Robot dexterity remains an open challenge in robotics that has the potential to transform manufacturing, healthcare, and daily life. Robots that safely and robustly interact with unstructured environments must combine compliant hardware with models and planners that tolerate uncertainty. Additionally, if robust robot dexterity is to be realized outside of research labs, it must be accessible to a broad audience, with low-cost hardware and open-source software.

This thesis advances dexterous manipulation with soft, tendon-driven hands by integrating new fabrication and control methods, data-driven models of manipulation capabilities, a fast algorithm for robust grasp synthesis, and a first-of-its-kind accessible experimental platform.

I introduce fully soft foam hands actuated by tendons routed on textile skins. I detail a simple molding-and-casting pipeline, validate a soft-body simulation framework, compare inversekinematics control strategies, and optimize nontrivial tendon routings. I further report a user study on human-designed routings, demonstrations of power/precision grasps and in-hand manipulation, sub-millimeter repeatability, and year-long durability, alongside an analysis of limitations (e.g., routing through foam, sensing, and sim-to-real gaps).
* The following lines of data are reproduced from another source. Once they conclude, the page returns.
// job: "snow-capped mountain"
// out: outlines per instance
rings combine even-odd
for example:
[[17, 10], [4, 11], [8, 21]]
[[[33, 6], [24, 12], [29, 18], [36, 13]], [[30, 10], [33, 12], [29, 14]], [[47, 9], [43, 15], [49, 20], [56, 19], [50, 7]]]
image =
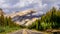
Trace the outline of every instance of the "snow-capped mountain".
[[36, 10], [25, 10], [17, 13], [13, 13], [7, 16], [11, 16], [12, 20], [19, 25], [29, 25], [32, 22], [40, 18], [41, 15], [36, 14]]

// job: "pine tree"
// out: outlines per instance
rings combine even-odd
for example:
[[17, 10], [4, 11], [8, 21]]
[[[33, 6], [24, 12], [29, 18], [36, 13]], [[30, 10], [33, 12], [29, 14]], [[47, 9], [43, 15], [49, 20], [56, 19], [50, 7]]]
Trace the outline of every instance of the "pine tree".
[[0, 10], [0, 19], [1, 19], [1, 26], [5, 26], [5, 23], [4, 23], [4, 14], [3, 14], [3, 11], [2, 10]]

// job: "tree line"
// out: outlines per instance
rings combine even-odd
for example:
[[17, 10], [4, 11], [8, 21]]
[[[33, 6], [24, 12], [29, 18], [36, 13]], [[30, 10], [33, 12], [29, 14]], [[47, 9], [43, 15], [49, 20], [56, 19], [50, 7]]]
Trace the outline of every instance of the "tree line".
[[46, 29], [59, 29], [60, 28], [60, 9], [53, 7], [41, 19], [36, 20], [32, 25], [28, 26], [29, 29], [46, 30]]
[[0, 14], [0, 26], [15, 26], [16, 24], [12, 21], [12, 18], [5, 17], [3, 13]]
[[12, 18], [10, 16], [5, 16], [2, 9], [0, 9], [0, 33], [11, 32], [18, 29], [21, 29], [20, 25], [12, 21]]

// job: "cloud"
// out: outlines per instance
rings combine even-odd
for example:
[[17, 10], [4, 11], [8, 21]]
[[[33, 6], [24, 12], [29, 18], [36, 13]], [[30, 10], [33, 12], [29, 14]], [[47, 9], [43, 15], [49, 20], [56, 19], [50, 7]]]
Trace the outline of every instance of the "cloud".
[[28, 6], [30, 4], [38, 4], [39, 7], [44, 7], [42, 3], [45, 4], [54, 4], [60, 0], [0, 0], [0, 7], [9, 7], [9, 8], [21, 8]]
[[42, 4], [47, 4], [45, 7], [46, 9], [43, 9], [43, 11], [48, 11], [50, 10], [53, 6], [56, 7], [57, 9], [60, 8], [60, 0], [42, 0]]
[[5, 3], [4, 0], [0, 0], [0, 8], [8, 8], [9, 5]]
[[10, 8], [10, 6], [8, 4], [3, 4], [1, 5], [1, 8]]
[[5, 1], [4, 0], [0, 0], [0, 4], [4, 3]]
[[21, 8], [30, 4], [37, 4], [37, 7], [42, 8], [41, 0], [0, 0], [1, 8]]
[[7, 3], [11, 6], [11, 5], [18, 3], [20, 0], [5, 0], [5, 1], [6, 1], [5, 3]]
[[24, 6], [29, 6], [30, 4], [39, 4], [41, 6], [41, 0], [20, 0], [20, 2], [16, 3], [14, 7], [21, 8]]
[[3, 1], [3, 0], [0, 0], [0, 6], [1, 6], [2, 4], [4, 4], [4, 2], [5, 2], [5, 1]]
[[41, 0], [0, 0], [0, 7], [21, 8], [35, 3], [42, 5]]
[[13, 9], [22, 10], [26, 9], [36, 9], [38, 11], [46, 11], [52, 6], [59, 7], [60, 0], [0, 0], [0, 8], [8, 11], [13, 11]]

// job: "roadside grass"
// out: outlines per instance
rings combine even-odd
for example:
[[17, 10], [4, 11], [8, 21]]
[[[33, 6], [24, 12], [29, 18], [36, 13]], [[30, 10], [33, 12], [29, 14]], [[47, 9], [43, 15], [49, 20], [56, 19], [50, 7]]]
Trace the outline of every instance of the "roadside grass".
[[13, 31], [16, 31], [16, 30], [20, 30], [21, 27], [9, 27], [9, 26], [6, 26], [6, 27], [0, 27], [0, 34], [7, 34], [9, 32], [13, 32]]

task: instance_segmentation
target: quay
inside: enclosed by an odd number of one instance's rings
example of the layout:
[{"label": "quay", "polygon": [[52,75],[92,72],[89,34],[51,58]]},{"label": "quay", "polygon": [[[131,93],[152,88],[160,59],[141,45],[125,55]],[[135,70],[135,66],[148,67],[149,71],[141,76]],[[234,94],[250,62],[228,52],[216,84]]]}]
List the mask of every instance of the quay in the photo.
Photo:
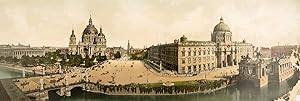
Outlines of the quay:
[{"label": "quay", "polygon": [[0,98],[4,101],[31,101],[11,79],[0,80]]}]

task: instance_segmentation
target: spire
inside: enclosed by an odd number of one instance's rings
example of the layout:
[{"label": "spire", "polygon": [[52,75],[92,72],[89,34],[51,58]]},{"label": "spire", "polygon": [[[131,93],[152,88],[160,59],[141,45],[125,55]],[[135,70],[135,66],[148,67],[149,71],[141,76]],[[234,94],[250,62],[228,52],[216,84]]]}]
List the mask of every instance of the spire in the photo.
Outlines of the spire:
[{"label": "spire", "polygon": [[92,15],[90,14],[89,25],[92,25]]},{"label": "spire", "polygon": [[102,33],[102,27],[100,27],[100,33]]},{"label": "spire", "polygon": [[71,34],[71,37],[75,37],[75,34],[74,34],[74,29],[72,29],[72,34]]},{"label": "spire", "polygon": [[220,18],[220,22],[224,22],[224,20],[223,20],[223,17],[221,16],[221,18]]}]

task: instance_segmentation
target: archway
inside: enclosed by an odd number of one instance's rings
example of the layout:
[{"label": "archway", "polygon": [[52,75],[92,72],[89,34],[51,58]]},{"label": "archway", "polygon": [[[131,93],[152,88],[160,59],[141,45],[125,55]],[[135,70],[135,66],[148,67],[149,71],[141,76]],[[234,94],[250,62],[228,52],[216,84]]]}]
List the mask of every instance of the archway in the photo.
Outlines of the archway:
[{"label": "archway", "polygon": [[89,54],[89,49],[87,47],[84,47],[83,52],[85,56],[87,56]]},{"label": "archway", "polygon": [[232,55],[227,55],[227,64],[228,66],[232,66]]}]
To tackle the challenge of planning with soft hands, I develop data-driven models of manipulation capabilities that capture the inherent uncertainty and redundancy of soft hands. Additionally, I demonstrate a fast, anytime method to compute globally optimal Independent Contact Regions (ICRs) by iteratively building an incremental Delaunay triangulation over grasp configuration space. I show that ICRs guide simple policies that remain robust to real-world uncertainties in object size, pose, and geometry.

Finally, to promote accessibility, I contribute the DexKit system, a low-cost, anthropomorphic system (12 actuated DoF hand on a 4-DoF gantry) that can be built for under $2000.